In February 2013 Partnerships for International Strategies in Asia (PISA), Yangon-based NGO ALARM, and Heinrich Böll Stiftung Southeast Asia joined forces to offer a week-long Myanmar Climate Change Leadership Institute (MLICC) in Naypyitaw, Myanmar. Forty-five mid-level government officials recruited from several Myanmar’s line ministries with direct responsibility for natural resource management, environmental conservation, agriculture and health, took part in a specialized program to introduce the concept of Climate Wise Development (CWD). According to one participant it was the first training on Climate Change for some of the ministries.
The collaborative effort included a session on “green finance mechanisms” led by Heinrich Böll Stiftung’s North America Office Associate Director Liane Schalatek, professors drawn from The George Washington University, as well as experts from across the region. Under PISA’s leadership, principles of CWD were introduced using active learning methods that included analytical, problem-solving exercises rooted in the real-world challenges that Myanmar faces today. From assessing large-scale development projects such as the proposed Dawei port and how it might impact communities, to considering renewable energy sources and how to leverage natural resources for the common good, the MLICC challenged policy-makers to consider an alternative path to development.

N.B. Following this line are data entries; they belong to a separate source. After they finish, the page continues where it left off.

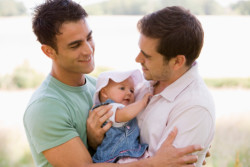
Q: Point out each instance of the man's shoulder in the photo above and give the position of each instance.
(91, 79)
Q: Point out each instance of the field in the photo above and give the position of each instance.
(225, 55)
(231, 137)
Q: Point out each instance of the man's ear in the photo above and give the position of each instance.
(49, 51)
(179, 61)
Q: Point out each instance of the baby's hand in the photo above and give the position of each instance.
(146, 98)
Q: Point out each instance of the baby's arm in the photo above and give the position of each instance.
(130, 111)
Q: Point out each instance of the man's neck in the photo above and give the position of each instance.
(71, 79)
(159, 86)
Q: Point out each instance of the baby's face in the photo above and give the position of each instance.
(122, 92)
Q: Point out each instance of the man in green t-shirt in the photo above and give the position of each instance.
(56, 116)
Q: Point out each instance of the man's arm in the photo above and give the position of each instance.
(74, 153)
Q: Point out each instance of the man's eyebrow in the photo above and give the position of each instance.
(89, 34)
(74, 42)
(145, 53)
(80, 41)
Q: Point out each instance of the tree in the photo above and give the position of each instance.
(11, 8)
(242, 7)
(142, 7)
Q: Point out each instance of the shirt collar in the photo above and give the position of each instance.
(174, 89)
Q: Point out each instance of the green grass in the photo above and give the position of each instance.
(228, 82)
(231, 142)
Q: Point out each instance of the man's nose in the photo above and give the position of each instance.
(138, 58)
(87, 49)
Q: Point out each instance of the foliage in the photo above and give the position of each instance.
(228, 82)
(23, 77)
(230, 146)
(11, 8)
(242, 7)
(98, 70)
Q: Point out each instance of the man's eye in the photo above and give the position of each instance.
(75, 46)
(89, 38)
(122, 88)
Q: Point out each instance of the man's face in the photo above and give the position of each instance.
(154, 66)
(75, 48)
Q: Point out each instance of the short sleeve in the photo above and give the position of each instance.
(48, 124)
(116, 106)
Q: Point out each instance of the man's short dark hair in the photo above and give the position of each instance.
(49, 16)
(179, 32)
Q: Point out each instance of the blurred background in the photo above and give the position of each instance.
(223, 63)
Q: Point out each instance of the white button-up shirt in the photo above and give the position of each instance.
(186, 104)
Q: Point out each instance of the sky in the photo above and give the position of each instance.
(31, 3)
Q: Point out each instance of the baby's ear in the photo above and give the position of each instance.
(103, 96)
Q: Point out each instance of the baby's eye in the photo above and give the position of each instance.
(122, 88)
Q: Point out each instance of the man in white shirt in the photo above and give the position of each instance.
(170, 41)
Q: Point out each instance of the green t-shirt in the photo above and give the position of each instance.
(55, 114)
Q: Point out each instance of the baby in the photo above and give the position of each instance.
(121, 142)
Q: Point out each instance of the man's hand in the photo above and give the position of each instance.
(176, 157)
(95, 131)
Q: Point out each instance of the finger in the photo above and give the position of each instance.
(204, 162)
(189, 165)
(189, 149)
(100, 111)
(107, 127)
(189, 159)
(208, 154)
(105, 117)
(171, 137)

PISA uses the urgent and shared issue of global climate change to illustrate the need for environmental governance and sustainable development. In so doing, it introduces the necessity of participatory decision- making and information sharing with sensitivity to existing political norms. During this period of transition, together with ALARM and Heinrich Böll Stiftung, PISA successfully conducted a program that will build confidence over time and gradually bridge existing gaps between officials and civil society by unveiling points of mutual concern. Working within the climate change “frame” enabled discussion of sensitive political and economic matters, from increasing transparency in natural resource management to the ways in which groups are understood to be vulnerable and marginalized.
The MLICC sought to build on the momentum toward adoption of a climate-wise development approach, namely one that is both more sustainable and equitable, which civil society organizations and reform-minded officials alike have sought to launch. Many of the delegates possessed technical expertise in functional areas such as hydrology, forestry, or public health. However, few have had the opportunity to share their knowledge across ministries. Consequently, at the beginning of the MLICC, analysis and problem-solving strategies often reflected narrow concerns. By the end of week, teams had grown comfortable with working collaboratively across ministries, areas of expertise, gender, and seniority. Teams often succeeded in developing detailed plans of action, showed a capacity for thought leadership and creative approaches to addressing the complex challenges and trade offs that development against a background of uncertainty presents.
The MLICC was strengthened by wedding the resources of three diverse organizations together; each making a distinctive contribution. Next steps include additional in-country short courses that target important ministries for climate change policy, as well implementing the longer-term goal of providing scholarships to promising, emerging leaders to attend PISA’s Summer Leadership Institute on Climate Change, a three-week intensive program to be held on the campus of The George Washington University.